Cat and Christopher Chant make the most unusual friends. Christopher befriends a boy with terrible karma in a mansion where everything keeps changing. Cat meets a girl whose family of rogue witches is hiding shocking secrets. Will the Chrestomanci be able to sort out the tangle of mysteries and magic?
Nights of Villjamur by Mark Charan Newton
This is the first book in the Legends of the Red Sun series. I’ve been wanting to read it for a while, but I’d been planning to wait for it to release in paperback this summer to pick it up. So I was thrilled to get a copy now because I’ve heard so many great things about it, and seeing this post on the second book in the series and its themes yesterday just made me more excited about reading it. The second book in the series, City of Ruin, is available. The Book of Transformations, the third book, will be released in June (and sounds awesome from the author’s website – superheroes in an epic fantasy setting!).
Following in the footsteps of writers like China Miéville and Richard K. Morgan, Mark Charan Newton balances style and storytelling in this bold and brilliant debut. Nights of the Villjamur marks the beginning of a sweeping new fantasy epic.
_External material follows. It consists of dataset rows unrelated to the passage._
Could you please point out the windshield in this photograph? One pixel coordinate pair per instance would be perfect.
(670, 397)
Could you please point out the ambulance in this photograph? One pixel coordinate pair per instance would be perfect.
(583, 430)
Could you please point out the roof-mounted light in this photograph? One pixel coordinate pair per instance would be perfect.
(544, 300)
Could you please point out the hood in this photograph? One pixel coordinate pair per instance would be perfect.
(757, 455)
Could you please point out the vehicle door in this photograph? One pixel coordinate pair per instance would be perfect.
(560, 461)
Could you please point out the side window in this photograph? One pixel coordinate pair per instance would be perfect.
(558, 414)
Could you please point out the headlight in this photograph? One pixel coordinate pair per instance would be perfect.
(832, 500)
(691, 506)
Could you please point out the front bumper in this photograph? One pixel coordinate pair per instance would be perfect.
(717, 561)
Beneath a dying red sun sits the proud and ancient city of Villjamur, capital of a mighty empire that now sits powerless against an encroaching ice age. As throngs of refugees gather outside the city gates, a fierce debate rages within the walls about the fate of these desperate souls. Then tragedy strikes—and the Emperor’s elder daughter, Jamur Rika, is summoned to serve as queen. Joined by her younger sister, Jamur Eir, the queen comes to sympathize with the hardships of the common people, thanks in part to her dashing teacher Randur Estevu, a man who is not what he seems.
Meanwhile, the grisly murder of a councillor draws the attention of Inspector Rumex Jeryd. Jeryd is a rumel, a species of nonhuman that can live for hundreds of years and shares the city with humans, birdlike garuda, and the eerie banshees whose forlorn cries herald death. Jeryd’s investigation will lead him into a web of corruption—and to an obscene conspiracy that threatens the lives of Rika and Eir, and the future of Villjamur itself.
But in the far north, where the drawn-out winter has already begun, an even greater threat appears, against which all the empire’s military and magical power may well prove useless—a threat from another world.
Garden Spells by Sarah Addison Allen
For some reason, I never heard anything about this New York Times bestseller, and then I started hearing a lot about it, especially with the release of Allen’s latest novel, The Peach Keeper. Now I keep hearing about it and it sounds both delightful and different from what I normally read so I’m really looking forward to it.
For nearly a decade, 34-year-old Claire Waverley, at peace with her family inheritance, has lived in the house alone, embracing the spirit of the grandmother who raised her, ruing her mother’s unfortunate destiny and seemingly unconcerned about the fate of her rebellious sister, Sydney, who freed herself long ago from their small town’s constraints. Using her grandmother’s mystical culinary traditions, Claire has built a successful catering business — and a carefully controlled, utterly predictable life — upon the family’s peculiar gift for making life-altering delicacies: lilac jelly to engender humility, for instance, or rose geranium wine to call up fond memories. Garden Spells reveals what happens when Sydney returns to Bascom with her young daughter, turning Claire’s routine existence upside down. With Sydney’s homecoming, the magic that the quiet caterer has measured into recipes to shape the thoughts and moods of others begins to influence Claire’s own emotions in terrifying and delightful ways.
As the sisters reconnect and learn to support one another, each finds romance where she least expects it, while Sydney’s child, Bay, discovers both the safe home she has longed for and her own surprising gifts. With the help of their elderly cousin Evanelle, endowed with her own uncanny skills, the Waverley women redeem the past, embrace the present, and take a joyful leap into the future.